· 2 min read

Why the architect's family stood under the bridge

In Roman times, when a new bridge was tested for the first time, the architect’s family was called to stand under the bridge.

If the bridge collapsed, they would lose their family.

Scary, huh?

But it did one thing: that architect is going to work really hard to make that bridge safe.

They had skin in the game.

In our modern society we’ve built many structures to avoid this.

And it leads to a lot of problems.

Politicians get paid when they’re elected. Their marketing is more important than their actions. And the results of their actions are often only seen years after they left office—so they’re disconnected from the consequences of any bad decisions.

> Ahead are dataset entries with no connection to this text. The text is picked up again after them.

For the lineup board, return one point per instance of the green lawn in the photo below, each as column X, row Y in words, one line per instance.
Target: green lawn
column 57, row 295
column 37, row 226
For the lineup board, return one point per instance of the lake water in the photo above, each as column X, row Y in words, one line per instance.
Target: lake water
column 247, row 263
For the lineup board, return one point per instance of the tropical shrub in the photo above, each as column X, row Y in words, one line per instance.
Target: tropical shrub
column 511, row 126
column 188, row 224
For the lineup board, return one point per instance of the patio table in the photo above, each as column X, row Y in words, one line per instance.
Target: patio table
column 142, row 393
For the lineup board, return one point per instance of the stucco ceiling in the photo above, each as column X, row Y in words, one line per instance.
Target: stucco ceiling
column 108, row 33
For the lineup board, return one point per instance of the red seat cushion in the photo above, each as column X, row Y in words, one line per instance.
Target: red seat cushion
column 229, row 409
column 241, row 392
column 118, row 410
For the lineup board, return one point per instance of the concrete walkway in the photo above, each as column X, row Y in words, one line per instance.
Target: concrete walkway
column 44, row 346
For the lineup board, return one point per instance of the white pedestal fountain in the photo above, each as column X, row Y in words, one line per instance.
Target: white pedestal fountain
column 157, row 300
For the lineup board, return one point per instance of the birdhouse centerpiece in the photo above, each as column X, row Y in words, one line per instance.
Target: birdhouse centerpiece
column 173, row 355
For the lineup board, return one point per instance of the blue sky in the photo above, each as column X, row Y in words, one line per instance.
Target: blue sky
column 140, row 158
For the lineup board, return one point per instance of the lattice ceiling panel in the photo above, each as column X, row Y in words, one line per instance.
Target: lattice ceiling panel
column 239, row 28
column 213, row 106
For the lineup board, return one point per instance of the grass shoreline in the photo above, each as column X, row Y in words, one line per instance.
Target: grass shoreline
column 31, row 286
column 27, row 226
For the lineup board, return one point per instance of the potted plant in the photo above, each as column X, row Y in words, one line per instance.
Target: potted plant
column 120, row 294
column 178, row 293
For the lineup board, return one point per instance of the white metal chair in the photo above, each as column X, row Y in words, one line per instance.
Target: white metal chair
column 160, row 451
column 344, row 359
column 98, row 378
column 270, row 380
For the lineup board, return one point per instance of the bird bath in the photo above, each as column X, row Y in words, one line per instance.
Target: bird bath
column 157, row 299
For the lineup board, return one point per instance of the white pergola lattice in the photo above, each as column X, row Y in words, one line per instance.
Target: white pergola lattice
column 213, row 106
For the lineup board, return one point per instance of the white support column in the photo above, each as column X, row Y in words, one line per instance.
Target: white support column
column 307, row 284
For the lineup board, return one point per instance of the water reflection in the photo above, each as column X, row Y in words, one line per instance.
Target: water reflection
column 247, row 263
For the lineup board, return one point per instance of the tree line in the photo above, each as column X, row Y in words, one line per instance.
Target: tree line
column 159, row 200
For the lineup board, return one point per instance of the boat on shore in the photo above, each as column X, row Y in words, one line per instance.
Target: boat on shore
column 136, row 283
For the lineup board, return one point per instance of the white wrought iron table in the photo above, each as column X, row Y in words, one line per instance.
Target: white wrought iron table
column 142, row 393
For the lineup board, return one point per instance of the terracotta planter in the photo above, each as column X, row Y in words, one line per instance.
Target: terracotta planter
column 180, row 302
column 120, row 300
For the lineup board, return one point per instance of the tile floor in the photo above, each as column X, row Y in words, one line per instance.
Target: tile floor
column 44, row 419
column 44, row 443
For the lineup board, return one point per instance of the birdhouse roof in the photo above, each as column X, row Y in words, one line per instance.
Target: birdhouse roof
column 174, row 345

Doctors get paid when they solve your problem…in the short term. If you have high cholesterol, they can prescribe statins which “solves the problem” but can lead to many complications decades down the road. They’re disconnected from your true, long-term health.

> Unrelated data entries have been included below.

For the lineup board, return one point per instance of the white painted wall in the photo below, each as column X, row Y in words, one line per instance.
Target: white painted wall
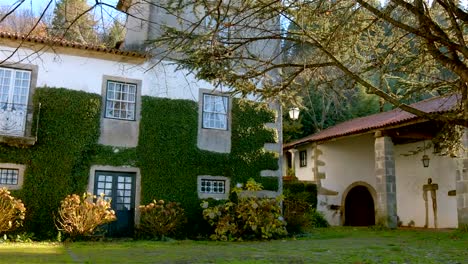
column 86, row 73
column 411, row 176
column 352, row 159
column 347, row 161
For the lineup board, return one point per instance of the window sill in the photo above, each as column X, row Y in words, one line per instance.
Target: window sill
column 17, row 141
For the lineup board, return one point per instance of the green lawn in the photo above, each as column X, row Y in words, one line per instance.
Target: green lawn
column 332, row 245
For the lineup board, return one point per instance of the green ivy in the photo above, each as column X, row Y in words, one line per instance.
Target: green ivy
column 58, row 164
column 167, row 153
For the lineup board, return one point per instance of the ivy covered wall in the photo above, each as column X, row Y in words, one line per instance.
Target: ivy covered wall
column 167, row 153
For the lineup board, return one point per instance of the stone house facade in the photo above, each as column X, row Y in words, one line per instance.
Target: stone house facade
column 123, row 79
column 369, row 170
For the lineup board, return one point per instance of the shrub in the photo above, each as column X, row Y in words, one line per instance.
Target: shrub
column 79, row 216
column 296, row 213
column 299, row 207
column 246, row 217
column 12, row 211
column 159, row 219
column 317, row 219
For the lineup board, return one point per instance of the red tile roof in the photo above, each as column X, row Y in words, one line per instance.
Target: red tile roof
column 380, row 120
column 67, row 44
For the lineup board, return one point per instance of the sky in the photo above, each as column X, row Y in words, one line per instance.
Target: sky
column 38, row 5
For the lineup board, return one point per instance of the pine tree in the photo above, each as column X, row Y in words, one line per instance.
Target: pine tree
column 73, row 22
column 114, row 35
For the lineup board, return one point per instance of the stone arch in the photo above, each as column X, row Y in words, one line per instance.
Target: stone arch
column 356, row 186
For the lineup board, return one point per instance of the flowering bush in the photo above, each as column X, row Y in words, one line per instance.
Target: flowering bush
column 79, row 216
column 246, row 217
column 12, row 211
column 159, row 219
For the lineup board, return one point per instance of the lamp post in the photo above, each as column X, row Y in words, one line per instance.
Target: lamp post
column 294, row 113
column 425, row 159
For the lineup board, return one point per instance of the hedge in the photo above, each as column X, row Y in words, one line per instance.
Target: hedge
column 167, row 155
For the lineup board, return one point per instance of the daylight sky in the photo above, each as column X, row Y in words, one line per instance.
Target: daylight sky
column 38, row 5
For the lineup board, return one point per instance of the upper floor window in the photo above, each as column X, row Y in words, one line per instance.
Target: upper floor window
column 215, row 111
column 14, row 93
column 303, row 158
column 120, row 100
column 9, row 176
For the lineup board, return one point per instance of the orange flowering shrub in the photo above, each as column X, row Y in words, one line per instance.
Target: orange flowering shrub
column 80, row 216
column 12, row 211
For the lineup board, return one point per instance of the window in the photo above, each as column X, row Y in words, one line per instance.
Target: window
column 213, row 186
column 216, row 187
column 9, row 176
column 303, row 158
column 120, row 100
column 14, row 93
column 215, row 111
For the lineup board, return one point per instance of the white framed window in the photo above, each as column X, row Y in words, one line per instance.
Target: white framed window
column 120, row 100
column 14, row 94
column 216, row 187
column 212, row 186
column 303, row 158
column 9, row 176
column 215, row 111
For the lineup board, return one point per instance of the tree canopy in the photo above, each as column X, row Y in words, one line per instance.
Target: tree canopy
column 401, row 52
column 72, row 21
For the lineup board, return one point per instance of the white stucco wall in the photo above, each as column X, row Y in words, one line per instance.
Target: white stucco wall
column 85, row 73
column 346, row 161
column 410, row 178
column 351, row 160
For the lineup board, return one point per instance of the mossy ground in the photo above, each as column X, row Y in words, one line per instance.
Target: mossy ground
column 328, row 245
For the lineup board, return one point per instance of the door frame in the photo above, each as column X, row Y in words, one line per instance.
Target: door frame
column 372, row 192
column 117, row 169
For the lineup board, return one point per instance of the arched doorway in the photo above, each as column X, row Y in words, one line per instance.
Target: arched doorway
column 359, row 207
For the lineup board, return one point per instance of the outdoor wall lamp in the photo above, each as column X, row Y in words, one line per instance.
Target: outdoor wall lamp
column 294, row 113
column 425, row 161
column 425, row 158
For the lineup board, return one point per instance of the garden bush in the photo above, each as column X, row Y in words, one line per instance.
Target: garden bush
column 12, row 211
column 79, row 216
column 299, row 207
column 159, row 219
column 246, row 217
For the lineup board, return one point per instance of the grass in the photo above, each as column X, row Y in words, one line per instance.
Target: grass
column 330, row 245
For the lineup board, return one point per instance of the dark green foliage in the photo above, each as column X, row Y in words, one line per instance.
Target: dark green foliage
column 167, row 154
column 299, row 206
column 317, row 219
column 170, row 160
column 302, row 191
column 161, row 219
column 59, row 162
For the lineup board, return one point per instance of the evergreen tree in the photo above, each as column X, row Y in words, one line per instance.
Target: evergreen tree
column 114, row 35
column 73, row 21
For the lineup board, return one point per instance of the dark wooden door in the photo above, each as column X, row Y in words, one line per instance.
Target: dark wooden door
column 359, row 207
column 120, row 187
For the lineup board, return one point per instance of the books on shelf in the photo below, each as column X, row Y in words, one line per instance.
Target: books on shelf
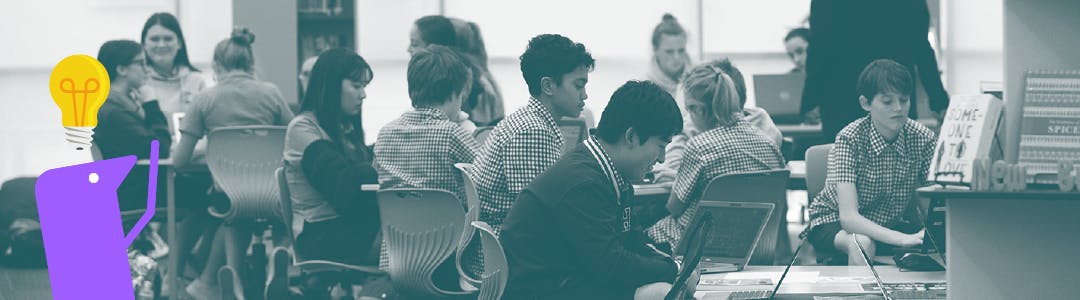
column 1050, row 123
column 968, row 133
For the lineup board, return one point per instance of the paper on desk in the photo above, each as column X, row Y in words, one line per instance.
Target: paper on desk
column 792, row 276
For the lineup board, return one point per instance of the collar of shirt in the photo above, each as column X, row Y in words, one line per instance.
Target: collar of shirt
column 535, row 105
column 427, row 113
column 877, row 141
column 607, row 166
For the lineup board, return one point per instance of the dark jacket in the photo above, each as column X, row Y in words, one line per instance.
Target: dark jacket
column 122, row 131
column 848, row 35
column 564, row 237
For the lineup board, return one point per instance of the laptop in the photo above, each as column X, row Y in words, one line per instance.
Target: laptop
column 902, row 290
column 696, row 234
column 737, row 228
column 781, row 95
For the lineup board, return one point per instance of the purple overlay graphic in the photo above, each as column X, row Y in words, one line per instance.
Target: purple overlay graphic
column 85, row 245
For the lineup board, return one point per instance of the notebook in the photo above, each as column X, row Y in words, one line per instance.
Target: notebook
column 737, row 228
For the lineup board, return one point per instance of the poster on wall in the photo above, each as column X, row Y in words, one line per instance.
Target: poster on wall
column 1050, row 123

Friends want you to be happy because they love you. So if you’re facing a relationship issue, they might advise you to leave that relationship. They’re unlikely to ask you to go through the very difficult process of healing that relationship—even if it would be better over the long term.

And maybe worst of all, business consultants (uh oh 😅) make fancy slide decks with recommendations, leave their client with a lot of money and are mostly immune if their advice turns out wrong.

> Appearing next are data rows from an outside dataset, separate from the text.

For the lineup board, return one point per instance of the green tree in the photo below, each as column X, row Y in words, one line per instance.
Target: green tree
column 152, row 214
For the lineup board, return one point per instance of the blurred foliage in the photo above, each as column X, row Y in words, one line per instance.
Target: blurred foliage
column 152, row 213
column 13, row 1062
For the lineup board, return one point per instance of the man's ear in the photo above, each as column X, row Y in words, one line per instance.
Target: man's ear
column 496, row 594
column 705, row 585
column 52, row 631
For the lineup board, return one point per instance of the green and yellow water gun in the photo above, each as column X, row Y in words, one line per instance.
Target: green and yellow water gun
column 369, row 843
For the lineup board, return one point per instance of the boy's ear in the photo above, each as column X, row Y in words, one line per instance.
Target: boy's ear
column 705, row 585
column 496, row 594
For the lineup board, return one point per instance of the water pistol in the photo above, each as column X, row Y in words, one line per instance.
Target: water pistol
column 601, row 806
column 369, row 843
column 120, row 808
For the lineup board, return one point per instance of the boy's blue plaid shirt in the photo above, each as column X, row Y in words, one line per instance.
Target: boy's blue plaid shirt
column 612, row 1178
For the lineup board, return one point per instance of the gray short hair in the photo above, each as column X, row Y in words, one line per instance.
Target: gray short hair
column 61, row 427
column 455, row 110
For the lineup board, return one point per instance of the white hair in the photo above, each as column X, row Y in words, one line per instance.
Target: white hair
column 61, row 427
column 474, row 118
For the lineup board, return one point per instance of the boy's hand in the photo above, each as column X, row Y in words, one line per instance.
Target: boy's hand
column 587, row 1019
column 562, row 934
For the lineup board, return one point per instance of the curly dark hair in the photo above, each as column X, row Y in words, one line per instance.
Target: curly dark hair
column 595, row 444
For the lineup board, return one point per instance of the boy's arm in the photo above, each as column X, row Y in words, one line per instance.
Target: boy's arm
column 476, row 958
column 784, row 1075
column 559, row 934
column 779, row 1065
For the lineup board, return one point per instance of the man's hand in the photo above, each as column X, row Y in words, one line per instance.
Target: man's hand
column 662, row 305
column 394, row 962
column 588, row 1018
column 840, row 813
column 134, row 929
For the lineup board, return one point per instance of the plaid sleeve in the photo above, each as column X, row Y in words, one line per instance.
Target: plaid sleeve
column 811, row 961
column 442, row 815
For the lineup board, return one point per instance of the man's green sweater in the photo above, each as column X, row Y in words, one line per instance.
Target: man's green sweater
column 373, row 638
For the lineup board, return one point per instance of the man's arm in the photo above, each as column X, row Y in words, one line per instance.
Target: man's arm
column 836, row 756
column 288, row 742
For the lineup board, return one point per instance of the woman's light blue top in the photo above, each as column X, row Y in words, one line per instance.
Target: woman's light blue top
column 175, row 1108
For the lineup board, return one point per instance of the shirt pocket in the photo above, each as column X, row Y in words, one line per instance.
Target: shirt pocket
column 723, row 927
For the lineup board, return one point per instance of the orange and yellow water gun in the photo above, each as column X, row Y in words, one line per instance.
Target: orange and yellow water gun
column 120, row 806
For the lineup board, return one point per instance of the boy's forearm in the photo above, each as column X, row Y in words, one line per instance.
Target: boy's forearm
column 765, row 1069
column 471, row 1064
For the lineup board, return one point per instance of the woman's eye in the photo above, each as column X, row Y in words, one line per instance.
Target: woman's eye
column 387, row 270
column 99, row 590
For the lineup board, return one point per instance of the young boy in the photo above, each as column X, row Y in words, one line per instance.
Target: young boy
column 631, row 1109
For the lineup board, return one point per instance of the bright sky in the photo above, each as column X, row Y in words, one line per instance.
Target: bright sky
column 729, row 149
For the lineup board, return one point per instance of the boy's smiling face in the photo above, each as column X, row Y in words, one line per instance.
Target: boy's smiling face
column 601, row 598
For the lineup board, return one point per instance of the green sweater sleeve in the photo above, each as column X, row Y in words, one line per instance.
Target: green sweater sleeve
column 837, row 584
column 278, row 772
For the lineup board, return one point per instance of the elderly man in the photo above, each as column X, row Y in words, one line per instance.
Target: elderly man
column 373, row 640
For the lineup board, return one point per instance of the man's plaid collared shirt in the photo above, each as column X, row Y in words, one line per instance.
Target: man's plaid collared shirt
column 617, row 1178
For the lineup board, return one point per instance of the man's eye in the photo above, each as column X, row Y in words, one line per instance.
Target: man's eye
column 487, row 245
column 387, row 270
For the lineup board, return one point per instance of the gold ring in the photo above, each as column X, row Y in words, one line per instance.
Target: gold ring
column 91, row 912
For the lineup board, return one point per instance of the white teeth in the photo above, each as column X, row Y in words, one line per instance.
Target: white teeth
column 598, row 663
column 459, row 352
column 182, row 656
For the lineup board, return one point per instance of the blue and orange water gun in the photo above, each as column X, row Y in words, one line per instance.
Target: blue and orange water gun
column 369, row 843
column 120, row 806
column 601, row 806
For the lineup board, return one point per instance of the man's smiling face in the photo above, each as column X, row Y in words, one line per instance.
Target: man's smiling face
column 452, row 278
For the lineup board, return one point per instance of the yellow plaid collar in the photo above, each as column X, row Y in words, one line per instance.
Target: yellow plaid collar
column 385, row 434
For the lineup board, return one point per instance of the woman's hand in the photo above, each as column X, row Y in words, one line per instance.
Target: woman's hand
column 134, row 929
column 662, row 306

I’m not saying you should distrust any of these people.

They have good intentions and truly want the best for you.

It’s just—the situation they’re in, influences what they believe and say. So listen to them but also consider their inherent bias.

And if you’re at the wheel…

Put your skin in the game.

It’s one of the best feelings to know someone has your back. So keep someone’s back.

We win when we’re in the game shoulder-to-shoulder.

And while risking ourselves for the sake of others is scary, it’s how we create the harmony in society we’re all craving for.

“The moment we succeed is when our people say ‘us’ or ‘we’ more than ‘I’ or ‘me,’ when we see our people celebrating wins together, dining together, crying together, striving together.”